Los orígenes proto-humanos: Julian Jaynes
Es frecuente suponer que la educación arcaica del homo sapiens se reducía al cuidado que conlleva el afán de preservar la especie y a un principio imitativo que comparten los humanos con otros animales; ese principio estaría en la base de la adquisición de los hábitos elementales, aunado a la ternura que inspira la vulnerabilidad de una criatura pequeña. Las crías imitan las acciones y actitudes de sus referentes adultos y, de manera implícita, las consideran estimables. Parecería no haber en los principios de la evolución humana más elaboración mental que la repetición: la práctica y el gesto iterativo operarían como cuerda de transmisión del grupo. Según los fascinantes estudios del neuro-psicólogo Julian Jaynes, esto bien pudo ser así; salvo que en la criatura humana surgió la posibilidad de la metáfora. Entonces, sugiere el investigador de Princeton y de Yale basándose en el análisis de múltiples vestigios, en los momentos en que se encontraba en una situación de espanto y peligro, una voz, acaso atronadora, irrumpía en el espacio (aun no articulado como espacio interior) para indicar la vía de acción que se debía tomar. La lenta constitución de nuestro lenguaje, de nuestra humanidad propiamente dicha, habría sufrido esos espasmos de alucinaciones auditivas en los que se gestionaba la significación. Voces o visiones atribuidas a poderes sobrenaturales arrollaban el espacio en el momento en que una tensión o perplejidad insuperable paralizaba al grupo.
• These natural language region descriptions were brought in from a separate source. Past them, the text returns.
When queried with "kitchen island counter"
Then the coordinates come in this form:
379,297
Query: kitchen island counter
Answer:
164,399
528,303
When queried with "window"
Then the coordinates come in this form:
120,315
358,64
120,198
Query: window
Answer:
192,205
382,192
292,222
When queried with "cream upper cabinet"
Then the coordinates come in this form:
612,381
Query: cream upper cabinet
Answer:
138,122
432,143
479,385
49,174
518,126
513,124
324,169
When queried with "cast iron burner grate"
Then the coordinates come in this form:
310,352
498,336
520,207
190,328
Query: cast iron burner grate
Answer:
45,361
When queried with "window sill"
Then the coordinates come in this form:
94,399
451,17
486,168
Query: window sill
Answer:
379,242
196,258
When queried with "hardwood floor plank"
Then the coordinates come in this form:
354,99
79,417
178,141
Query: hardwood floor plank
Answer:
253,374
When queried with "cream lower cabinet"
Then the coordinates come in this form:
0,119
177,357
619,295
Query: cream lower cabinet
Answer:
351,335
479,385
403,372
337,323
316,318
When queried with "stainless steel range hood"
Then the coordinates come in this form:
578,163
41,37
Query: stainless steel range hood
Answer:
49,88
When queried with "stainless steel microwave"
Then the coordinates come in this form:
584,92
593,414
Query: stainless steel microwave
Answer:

De esa forma se configura una base de conductas y mandatos que habrán de ser acatados obligatoriamente, e incluso, como sabemos por los mitos, las voces podían “revelar” técnicas de construcción o aprovechamiento de la naturaleza que le aportaran comodidad y seguridad al clan. Según el autor, tal era el efecto de la mente bicameral, la estructura general del cerebro humano antes de que existiera una conciencia como la conocemos ahora. No me extiendo sobre este tema y sobre las sorprendentes investigaciones del Profesor Jaynes sino para indicar que la base de humanización que da forma a nuestra especie hubo de atravesar un larguísimo y complejo proceso antes de poder preguntarse por el objeto y finalidad de su conocimiento.
Nuestras interrogantes
Y en efecto, todas las sociedades se han ocupado de preparar a sus jóvenes para ocupar los puestos y realizar las acciones que se esperan de los individuos adultos en esa sociedad. Hay que señalar que a lo largo de la historia y en todas las latitudes, la educación se impartió según criterios diferenciados por estamentos o clases sociales preparando a los jóvenes según el trabajo al que estarían, literalmente, destinados. En la mayoría de los casos, las niñas eran educadas en su casa o en el templo y, a diferencia de los varones, no asistían a la escuela ni se consideraba necesario hacerlas depositarias del saber acumulado de la comunidad.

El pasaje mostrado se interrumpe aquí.